As IU Theatre’s production of Mr. Burns, a post- electric play continues its run this week in the Wells-Metz Theatre, first year MFA actors – Nicholas Jenkins and Tara Chiusano –
sat down to discuss the challenges of performing this landmark play-musical hybrid.
Mr. Burns was a New York smash hit in 2013, and established Anne Washburn as a leading American Playwright. Chiusano plays multiple roles in Mr. Burns, including a young woman attempting to play Lisa Simpson.
Nick Jenkins: What challenges have you encountered while working on Mr. Burns?
Tara Chiusano: The rigor of the process. I couldn’t believe the energy and commitment of the BFA students. My background is in regional theater. In some ways, the professional world actually doesn’t push you as hard. Also, my passion was strictly to be an actor, so didn’t take dance and singing classes growing up. And there’s so much singing and dancing in Mr. Burns. I’ve had to catch up in a hurry! I really believe some of the 19-year-olds I’m working with are on the fast track to Broadway.
Has Mr. Burns changed the way you approach musical theater?
Yes. I have a new respect for the precision needed in musical theater. I actually did a number of musicals in Atlanta, before I came here. But I didn’t have a strong foundation on how to move really well on stage. And I’ve had to learn how to use my voice in a pop style. Ray (Fellman, music director) and Liza (Gennaro, choreographer) push you. You pretty much have to do it until you get it right.
I haven’t worked in that kind of detail, because you actually don’t have that much rehearsal in the professional world.
What do you hope audiences will take away from this show?

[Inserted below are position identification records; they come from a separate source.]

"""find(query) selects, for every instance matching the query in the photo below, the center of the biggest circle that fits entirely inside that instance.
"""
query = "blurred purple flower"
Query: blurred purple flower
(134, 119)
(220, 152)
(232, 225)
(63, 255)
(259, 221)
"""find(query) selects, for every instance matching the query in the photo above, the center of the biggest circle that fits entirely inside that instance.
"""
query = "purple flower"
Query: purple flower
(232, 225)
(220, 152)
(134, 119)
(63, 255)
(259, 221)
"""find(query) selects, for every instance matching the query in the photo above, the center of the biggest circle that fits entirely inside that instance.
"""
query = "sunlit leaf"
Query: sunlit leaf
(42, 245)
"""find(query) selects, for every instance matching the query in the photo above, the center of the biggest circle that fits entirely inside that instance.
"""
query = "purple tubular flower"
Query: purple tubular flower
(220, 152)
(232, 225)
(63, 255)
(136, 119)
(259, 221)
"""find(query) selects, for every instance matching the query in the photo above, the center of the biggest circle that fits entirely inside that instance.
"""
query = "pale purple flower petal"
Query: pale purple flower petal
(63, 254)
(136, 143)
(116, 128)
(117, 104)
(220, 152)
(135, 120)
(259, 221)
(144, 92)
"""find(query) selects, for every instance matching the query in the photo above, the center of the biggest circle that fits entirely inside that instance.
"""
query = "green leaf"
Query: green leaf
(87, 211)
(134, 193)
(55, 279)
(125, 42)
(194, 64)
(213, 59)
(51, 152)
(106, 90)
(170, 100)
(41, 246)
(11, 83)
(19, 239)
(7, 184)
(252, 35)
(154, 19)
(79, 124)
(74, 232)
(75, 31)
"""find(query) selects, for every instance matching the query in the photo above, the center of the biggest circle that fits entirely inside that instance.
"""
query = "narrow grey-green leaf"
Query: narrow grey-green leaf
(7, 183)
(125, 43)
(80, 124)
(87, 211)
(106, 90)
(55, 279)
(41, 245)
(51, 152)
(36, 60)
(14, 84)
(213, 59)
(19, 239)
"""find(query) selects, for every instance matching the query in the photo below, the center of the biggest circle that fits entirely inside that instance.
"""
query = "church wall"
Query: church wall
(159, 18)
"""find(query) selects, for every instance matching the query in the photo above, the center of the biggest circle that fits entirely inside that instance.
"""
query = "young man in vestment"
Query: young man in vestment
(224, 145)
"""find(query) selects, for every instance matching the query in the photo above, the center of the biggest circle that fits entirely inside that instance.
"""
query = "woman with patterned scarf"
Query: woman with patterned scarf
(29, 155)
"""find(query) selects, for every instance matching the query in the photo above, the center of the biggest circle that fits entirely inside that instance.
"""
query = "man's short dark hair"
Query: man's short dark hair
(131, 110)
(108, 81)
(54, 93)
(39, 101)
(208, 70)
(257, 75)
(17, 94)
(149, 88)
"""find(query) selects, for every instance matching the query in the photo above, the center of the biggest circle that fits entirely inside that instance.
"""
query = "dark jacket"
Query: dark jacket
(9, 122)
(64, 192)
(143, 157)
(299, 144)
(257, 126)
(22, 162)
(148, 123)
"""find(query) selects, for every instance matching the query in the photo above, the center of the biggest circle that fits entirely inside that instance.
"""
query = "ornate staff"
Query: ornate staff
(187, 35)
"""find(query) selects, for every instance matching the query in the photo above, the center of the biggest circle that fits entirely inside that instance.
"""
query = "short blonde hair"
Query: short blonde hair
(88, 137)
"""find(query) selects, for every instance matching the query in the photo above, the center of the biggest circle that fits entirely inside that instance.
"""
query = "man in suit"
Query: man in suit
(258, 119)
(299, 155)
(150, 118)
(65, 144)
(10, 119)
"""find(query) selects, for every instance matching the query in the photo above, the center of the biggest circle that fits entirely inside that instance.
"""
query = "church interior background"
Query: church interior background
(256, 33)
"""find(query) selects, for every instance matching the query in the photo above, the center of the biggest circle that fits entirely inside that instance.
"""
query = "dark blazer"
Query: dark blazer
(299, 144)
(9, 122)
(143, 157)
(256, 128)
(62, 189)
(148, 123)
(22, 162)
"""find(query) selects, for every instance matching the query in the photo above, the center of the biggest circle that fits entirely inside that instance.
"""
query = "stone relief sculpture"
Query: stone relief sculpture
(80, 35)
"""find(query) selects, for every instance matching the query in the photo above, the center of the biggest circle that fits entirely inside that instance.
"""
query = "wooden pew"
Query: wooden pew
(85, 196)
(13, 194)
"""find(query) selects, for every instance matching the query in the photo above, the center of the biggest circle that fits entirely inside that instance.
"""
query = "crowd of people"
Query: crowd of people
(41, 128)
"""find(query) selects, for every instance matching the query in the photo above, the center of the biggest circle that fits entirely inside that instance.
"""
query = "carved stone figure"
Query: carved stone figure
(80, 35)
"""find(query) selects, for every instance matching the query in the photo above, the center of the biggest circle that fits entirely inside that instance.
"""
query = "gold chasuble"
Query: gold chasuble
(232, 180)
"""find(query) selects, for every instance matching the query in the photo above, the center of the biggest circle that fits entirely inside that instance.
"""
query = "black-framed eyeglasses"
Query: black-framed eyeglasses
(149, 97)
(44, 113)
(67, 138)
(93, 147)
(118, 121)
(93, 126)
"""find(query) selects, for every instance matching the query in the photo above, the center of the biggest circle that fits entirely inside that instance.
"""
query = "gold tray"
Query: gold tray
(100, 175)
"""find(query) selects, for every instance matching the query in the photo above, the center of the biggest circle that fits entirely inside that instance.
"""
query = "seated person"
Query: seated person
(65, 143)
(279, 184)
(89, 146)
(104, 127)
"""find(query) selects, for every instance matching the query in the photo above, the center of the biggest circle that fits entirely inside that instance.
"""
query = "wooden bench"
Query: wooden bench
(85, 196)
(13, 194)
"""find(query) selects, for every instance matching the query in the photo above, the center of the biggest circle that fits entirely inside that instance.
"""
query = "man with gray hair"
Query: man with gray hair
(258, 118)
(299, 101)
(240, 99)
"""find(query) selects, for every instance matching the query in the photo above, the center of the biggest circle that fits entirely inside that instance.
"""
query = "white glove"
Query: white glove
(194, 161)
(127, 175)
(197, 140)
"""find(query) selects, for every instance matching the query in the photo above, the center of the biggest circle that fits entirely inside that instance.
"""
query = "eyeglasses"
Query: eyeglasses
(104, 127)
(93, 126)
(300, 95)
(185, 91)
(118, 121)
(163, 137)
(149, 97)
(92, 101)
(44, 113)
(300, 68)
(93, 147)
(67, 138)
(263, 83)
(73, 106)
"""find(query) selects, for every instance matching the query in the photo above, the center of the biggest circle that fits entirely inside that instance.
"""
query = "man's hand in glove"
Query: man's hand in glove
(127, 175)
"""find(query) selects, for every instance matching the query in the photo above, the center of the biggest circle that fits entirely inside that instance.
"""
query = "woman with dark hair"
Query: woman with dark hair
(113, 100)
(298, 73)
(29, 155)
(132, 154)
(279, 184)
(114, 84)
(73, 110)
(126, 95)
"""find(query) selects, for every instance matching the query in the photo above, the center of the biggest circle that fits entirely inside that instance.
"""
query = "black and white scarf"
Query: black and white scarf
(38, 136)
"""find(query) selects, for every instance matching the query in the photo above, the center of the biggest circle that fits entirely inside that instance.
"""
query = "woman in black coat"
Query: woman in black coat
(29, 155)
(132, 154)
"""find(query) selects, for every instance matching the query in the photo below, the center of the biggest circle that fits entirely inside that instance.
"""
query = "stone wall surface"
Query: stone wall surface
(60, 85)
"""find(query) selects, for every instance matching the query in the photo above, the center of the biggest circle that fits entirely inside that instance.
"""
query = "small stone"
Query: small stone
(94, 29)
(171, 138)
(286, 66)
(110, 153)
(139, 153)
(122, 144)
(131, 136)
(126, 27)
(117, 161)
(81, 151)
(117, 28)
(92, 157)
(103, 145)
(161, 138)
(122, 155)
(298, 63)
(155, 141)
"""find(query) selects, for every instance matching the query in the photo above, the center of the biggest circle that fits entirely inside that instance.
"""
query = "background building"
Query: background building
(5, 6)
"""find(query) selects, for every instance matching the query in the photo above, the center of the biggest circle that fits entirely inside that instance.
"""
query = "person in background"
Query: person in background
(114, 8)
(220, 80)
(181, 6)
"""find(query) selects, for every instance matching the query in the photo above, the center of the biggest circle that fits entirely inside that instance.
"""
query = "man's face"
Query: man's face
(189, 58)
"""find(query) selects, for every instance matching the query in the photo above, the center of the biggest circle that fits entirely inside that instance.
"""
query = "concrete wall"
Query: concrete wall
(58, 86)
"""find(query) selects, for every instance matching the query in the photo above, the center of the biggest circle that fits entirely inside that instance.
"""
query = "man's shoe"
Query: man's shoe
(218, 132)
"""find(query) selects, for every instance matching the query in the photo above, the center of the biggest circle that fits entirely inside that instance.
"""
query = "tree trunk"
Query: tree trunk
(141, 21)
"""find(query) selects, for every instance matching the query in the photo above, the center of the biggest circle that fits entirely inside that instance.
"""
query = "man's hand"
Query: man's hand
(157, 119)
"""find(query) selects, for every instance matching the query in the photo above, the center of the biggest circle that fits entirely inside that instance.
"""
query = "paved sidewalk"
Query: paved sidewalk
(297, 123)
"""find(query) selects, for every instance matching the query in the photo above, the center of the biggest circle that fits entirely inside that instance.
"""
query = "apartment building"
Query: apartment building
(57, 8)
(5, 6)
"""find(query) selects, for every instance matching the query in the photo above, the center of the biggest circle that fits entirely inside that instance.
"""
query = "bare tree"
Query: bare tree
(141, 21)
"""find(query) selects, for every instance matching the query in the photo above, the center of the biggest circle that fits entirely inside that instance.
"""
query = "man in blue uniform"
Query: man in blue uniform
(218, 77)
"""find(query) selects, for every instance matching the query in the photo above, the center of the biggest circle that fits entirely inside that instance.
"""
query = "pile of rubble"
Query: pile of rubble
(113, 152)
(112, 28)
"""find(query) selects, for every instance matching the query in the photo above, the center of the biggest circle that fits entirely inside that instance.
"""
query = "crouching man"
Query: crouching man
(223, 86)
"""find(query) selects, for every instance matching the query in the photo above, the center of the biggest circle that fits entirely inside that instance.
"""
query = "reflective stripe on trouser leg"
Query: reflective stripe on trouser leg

I hope that they’ll see the show as a testament to why we need theater. I hope they connect with the idea that our lives are pretty empty without art. I hope they connect with the concept of the play: When the cell phones, iPads, and electricity is all gone, and people are going rogue in the streets, we still need stories. They start telling stories, because they’re depressed and scared, and they need something to hold onto. They need to laugh. They need to have a moment of understanding with another human being. I hope the audience connects with the idea that theater will last as long as there are humans. We need it. Ultimately, the one irreplaceable career – believe it or not – is acting! So when people are like, “Well, why are you trying to get your MFA?” We can tell them that actors have an implicit importance to the human race – to tell stories and to help humans be humans.